Oui, la différence est fondamentale. L’indice BRVM 30 regroupe les 30 actions les plus liquides et les plus actives de la BRVM. Il s’agit de titres de participation au capital d’entreprises cotées : l’investisseur devient actionnaire et partage à la fois les performances et les risques de ces sociétés. Dans le cas du FCTC SONABHY, il ne s’agit pas d’actions, mais d’obligations émises par un fonds de titrisation. L’investisseur ne devient donc pas actionnaire de la SONABHY ; il investit dans un instrument de dette, caractérisé par :
- un taux d’intérêt connu à l’avance (8,1 %) ;
- une échéance clairement définie (2025-2031) ;
- et un cadre juridique et financier strictement encadré.
C’est donc un placement prévisible sécurisé par les flux à venir.
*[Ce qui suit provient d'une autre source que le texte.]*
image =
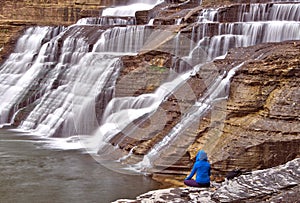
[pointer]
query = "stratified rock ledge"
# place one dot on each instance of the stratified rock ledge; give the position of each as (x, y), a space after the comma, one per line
(278, 184)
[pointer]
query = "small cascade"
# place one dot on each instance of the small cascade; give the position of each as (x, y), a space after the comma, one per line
(217, 90)
(131, 9)
(74, 88)
(107, 21)
(18, 72)
(121, 112)
(264, 23)
(61, 82)
(128, 39)
(270, 12)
Quels peuvent être les avantages d’une telle opération pour les investisseurs de l’espace UEMOA ?
Ce type d’opération présente plusieurs avantages. D’abord, il offre aux investisseurs de la sous-région des opportunités de placement avec des rendements attractifs, dans un contexte où les produits financiers structurés restent encore peu abondants.
Ensuite, la cotation à la BRVM garantit :
- la transparence, grâce aux informations régulièrement publiées ;
- la possibilité de revendre les titres, si besoin ;
- et une meilleure diversification des portefeuilles, au-delà des placements traditionnels.
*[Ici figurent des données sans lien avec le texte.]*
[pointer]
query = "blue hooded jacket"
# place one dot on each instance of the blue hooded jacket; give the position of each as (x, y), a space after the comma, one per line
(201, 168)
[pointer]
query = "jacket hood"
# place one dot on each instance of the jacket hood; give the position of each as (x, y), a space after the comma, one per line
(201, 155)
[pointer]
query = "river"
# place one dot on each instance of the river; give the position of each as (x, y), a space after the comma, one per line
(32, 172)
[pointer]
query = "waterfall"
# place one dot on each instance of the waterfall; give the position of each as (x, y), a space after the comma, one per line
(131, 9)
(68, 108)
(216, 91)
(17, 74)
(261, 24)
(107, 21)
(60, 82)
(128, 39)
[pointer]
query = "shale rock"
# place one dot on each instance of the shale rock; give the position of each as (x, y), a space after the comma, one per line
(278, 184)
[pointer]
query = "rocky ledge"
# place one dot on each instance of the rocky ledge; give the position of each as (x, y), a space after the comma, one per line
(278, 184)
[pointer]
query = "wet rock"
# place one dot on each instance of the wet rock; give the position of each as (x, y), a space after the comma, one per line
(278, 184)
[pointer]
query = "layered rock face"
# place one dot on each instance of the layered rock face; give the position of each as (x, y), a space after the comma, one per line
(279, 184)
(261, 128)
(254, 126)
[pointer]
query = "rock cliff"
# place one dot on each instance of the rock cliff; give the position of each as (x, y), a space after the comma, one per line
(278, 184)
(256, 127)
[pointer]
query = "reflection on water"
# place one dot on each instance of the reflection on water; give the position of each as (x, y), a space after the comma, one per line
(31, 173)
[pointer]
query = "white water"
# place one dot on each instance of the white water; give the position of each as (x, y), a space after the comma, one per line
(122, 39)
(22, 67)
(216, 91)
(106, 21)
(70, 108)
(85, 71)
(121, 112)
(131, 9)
Enfin, ces opérations offrent aux épargnants et investisseurs burkinabè l’opportunité de participer directement au financement d’entreprises et d’infrastructures stratégiques de l’économie, réduisant ainsi la dépendance aux financements extérieurs. C’est, à mon sens, une forme de souveraineté financière pragmatique et responsable.
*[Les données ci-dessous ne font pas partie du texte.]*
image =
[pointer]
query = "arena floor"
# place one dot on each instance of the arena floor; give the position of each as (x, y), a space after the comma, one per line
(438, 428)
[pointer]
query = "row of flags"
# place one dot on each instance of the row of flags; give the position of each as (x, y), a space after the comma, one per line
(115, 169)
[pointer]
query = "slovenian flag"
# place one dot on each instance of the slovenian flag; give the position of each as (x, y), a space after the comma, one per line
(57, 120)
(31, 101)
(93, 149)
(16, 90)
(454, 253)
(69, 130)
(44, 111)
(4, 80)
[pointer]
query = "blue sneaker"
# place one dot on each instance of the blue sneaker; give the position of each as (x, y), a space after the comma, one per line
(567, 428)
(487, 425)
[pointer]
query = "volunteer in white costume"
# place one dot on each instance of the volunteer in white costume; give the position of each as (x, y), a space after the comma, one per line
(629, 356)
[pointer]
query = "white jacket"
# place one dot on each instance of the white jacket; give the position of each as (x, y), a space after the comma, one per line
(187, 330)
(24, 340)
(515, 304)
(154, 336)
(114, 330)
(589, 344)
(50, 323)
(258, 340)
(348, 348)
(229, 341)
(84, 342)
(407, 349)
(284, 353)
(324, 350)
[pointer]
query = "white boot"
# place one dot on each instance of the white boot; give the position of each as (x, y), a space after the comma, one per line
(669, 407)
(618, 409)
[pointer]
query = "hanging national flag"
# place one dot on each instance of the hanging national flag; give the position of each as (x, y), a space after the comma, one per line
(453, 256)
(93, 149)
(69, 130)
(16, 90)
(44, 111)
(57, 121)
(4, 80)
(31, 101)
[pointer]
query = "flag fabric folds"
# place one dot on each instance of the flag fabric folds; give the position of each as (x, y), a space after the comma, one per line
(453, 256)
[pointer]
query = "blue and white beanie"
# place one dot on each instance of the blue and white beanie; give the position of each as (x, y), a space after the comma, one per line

Le FCTC permet aussi de lever des fonds sur le marché financier. Parlez-nous de cet instrument, de ses avantages et de ses risques.
Le Fonds commun de titrisation de Créances (FCTC) est un véhicule financier qui permet de collecter des ressources auprès des investisseurs par l’émission de titres pour financer des activités économiques, sur la base de ressources futures clairement identifiées, à savoir des créances.
Parmi ses principaux avantages, on peut citer :
– la diversification des sources de financement, l’opportunité d’accéder au Marché financier régional au travers d’un instrument de dette ;
– les conditions de financement optimales basées non pas sur la qualité intrinsèque du client, mais sur la qualité des créances cédées ;
– le transfert des risques identifiés
– l’investissement avec rapport risque / rendement optimisé pour les souscripteurs de titres.
En tant que financement structuré, la titrisation peut présenter des risques (défaut de paiement, remboursement anticipé, taux, change…), mais qui sont régulièrement mitigés au travers de garanties externes et internes adaptées à la technique.
La protection de l’investisseur constitue la mission ultime du Régulateur et de la société de gestion. Cela explique le caractère strictement encadré et réglementé de la titrisation dans la zone UEMOA.